Even though the plotters failed and were summarily executed for their efforts, the chancellor said the resistance movement nonetheless helped to forge a new Germany that was otherwise destined to live in the "darkness of National Socialism."

"Only by understanding our past can we build a good future," she said, pointing to the current Germany — a constitutional state where "citizens and government are bound by law and democracy." Chancellor said that without the resistance, this German might never have come to be.

"We can build on the courage of these people today," said Merkel, noting that people still have an obligation to "oppose all tendencies that seek to destroy democracy. This includes right-wing extremism."

However, the chancellor acknowledged that such far-right extremism is on the rise, pointing to the June 2, 2019, murder of German politician Walter Lübcke by an apparent neo-Nazi. Before his death, Lübcke had been a supporter of Merkel's policy of accepting refugees from war-torn nations. The suspect in the shooting had previously been convicted of trying to set off a bomb at a shelter for refugees seeking asylum in Germany.

In addition to the podcast, Merkel appeared at a ceremony in Berlin on Saturday to commemorate the 75th anniversary of the attempt and remember Colonel Claus von Stauffenberg — the plot's figurehead, who was executed along with General Friedrich Olbricht, Lieutenant Werner von Haeften and Colonel Albrecht Mertz von Quirnheim in the very courtyard where the chancellor spoke.

"Following their conscience, they proved themselves to be true patriots," Merkel said, according to a translation from Deutsche Welle. "They urge us to be vigilant and to confront racism and nationalism in all its facets."

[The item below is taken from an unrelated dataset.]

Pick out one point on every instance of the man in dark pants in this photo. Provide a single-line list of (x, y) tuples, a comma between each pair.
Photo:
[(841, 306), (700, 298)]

Merkel's comments amid growing concern about right-wing extremism in Germany. Last month, Thomas Haldenwang, head of the country's Bundesamt für Verfassungsschutz (BfV) intelligence organization, told reporters in the wake of the Lübcke murder, "We currently have 12,700 rightwing extremists willing to use violence in Germany, and it's difficult to have an eye on them all."

Beyond the nearly 13,000 possibly violent extremists in the country, the BBC reports that the government knows of some 24,000 total extremists living in Germany.

Some German politicians and others who openly oppose the far right have faced violence and death threats as a result. Mayor Andreas Hollstein of the town of Altena, was stabbed in the neck in 2017. The attacker was reportedly motivated by the mayor's welcoming attitude toward refugees. He still regularly receives threats through the mail or by phone, according to NBC News.

Right-wing extremists planned a rally this weekend in the city of Kassel, where Lübcke was living when he was assassinated. According to Deutsche Welle, some 500 people were expected to attend the rally, but none had actually shown up by the planned start time. Meanwhile, an estimated 8,000 protestors were on hand to denounce the event, which the city had previously, but unsuccessfully, attempted to halt through the legal system.